Come è avvenuta la raccolta dei dati? Il ruolo di Facebook

La raccolta dei dati non è avvenuta tramite generici quiz, ma attraverso un meccanismo specifico. Nel 2014, l’accademico dell’Università di Cambridge Aleksandr Kogan creò un’app-quiz per Facebook chiamata “thisisyourdigitallife“. Circa 270.000 utenti la scaricarono, fornendo il consenso ad accedere ai loro dati personali. Il problema cruciale era che, all’epoca, le policy di Facebook permettevano a queste app di raccogliere non solo i dati di chi usava l’applicazione, ma anche quelli di tutti i suoi amici. Sfruttando questa falla, Kogan raccolse i dati di decine di milioni di utenti, per poi venderli illecitamente a Cambridge Analytica, violando le regole di Facebook. In questo modo la società ottenne profili psicologici, interessi, hobby e reti di amicizie senza il consenso degli interessati.

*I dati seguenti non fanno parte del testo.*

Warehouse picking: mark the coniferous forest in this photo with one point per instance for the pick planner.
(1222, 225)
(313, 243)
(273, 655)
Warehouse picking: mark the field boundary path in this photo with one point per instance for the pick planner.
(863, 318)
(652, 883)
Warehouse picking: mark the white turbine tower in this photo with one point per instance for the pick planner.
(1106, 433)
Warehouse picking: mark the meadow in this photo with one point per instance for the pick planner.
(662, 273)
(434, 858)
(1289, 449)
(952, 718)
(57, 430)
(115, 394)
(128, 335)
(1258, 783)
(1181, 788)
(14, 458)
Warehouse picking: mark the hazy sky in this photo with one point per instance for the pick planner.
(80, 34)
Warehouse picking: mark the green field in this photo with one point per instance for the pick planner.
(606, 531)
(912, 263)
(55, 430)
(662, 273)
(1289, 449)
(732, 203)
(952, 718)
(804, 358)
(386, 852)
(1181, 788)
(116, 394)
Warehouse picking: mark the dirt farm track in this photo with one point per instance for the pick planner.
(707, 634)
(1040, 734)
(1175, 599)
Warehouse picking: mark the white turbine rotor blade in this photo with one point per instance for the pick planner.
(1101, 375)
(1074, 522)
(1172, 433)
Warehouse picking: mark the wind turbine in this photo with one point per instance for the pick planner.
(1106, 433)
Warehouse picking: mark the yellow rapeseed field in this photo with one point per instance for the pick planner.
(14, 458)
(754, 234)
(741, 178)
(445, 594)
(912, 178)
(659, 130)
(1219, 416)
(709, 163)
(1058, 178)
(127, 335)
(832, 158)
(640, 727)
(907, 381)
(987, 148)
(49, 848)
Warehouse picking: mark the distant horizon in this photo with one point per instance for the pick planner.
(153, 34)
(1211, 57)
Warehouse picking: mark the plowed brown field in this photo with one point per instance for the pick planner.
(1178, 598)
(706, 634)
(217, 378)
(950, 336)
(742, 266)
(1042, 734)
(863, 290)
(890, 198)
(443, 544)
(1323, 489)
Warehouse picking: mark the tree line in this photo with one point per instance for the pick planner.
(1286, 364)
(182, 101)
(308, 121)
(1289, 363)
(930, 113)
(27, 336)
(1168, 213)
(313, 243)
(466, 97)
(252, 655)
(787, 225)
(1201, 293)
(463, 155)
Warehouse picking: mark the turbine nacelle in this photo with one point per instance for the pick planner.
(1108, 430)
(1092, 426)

Lo scandalo, il processo e le conseguenze

Nonostante diverse denunce, lo scandalo esplose nel marzo 2018, quando l’ex dipendente e informatico Christopher Wylie fece da talpa, rivelando l’intera operazione a testate come The Guardian. Wylie ammise che la società aveva usato quei dati per creare profili psicologici degli elettori e manipolarne il pensiero con messaggi politici mirati, fake news e bot per screditare l’avversaria di Trump, Hillary Clinton.

Durante il processo, il CEO della società negò le accuse, ma Wylie presentò prove schiaccianti, inclusi contratti e comunicazioni interne. Coinvolto nello scandalo, Mark Zuckerberg si presentò nel 2018 davanti al Congresso degli Stati Uniti e poi al Parlamento Europeo. Ammise di essere a conoscenza della violazione dal 2015, di aver chiesto alla società di cancellare i dati (richiesta ignorata) e si assunse la responsabilità per la negligenza della sua piattaforma.

Le conseguenze furono pesanti: Cambridge Analytica, travolta dallo scandalo, fu costretta a chiudere nel maggio 2018. Facebook ha ricevuto sanzioni per miliardi di dollari, inclusa una multa record da 5 miliardi dalla Federal Trade Commission (FTC) statunitense, e ha dovuto rivedere profondamente le sue politiche sulla privacy e l’accesso ai dati da parte di app terze.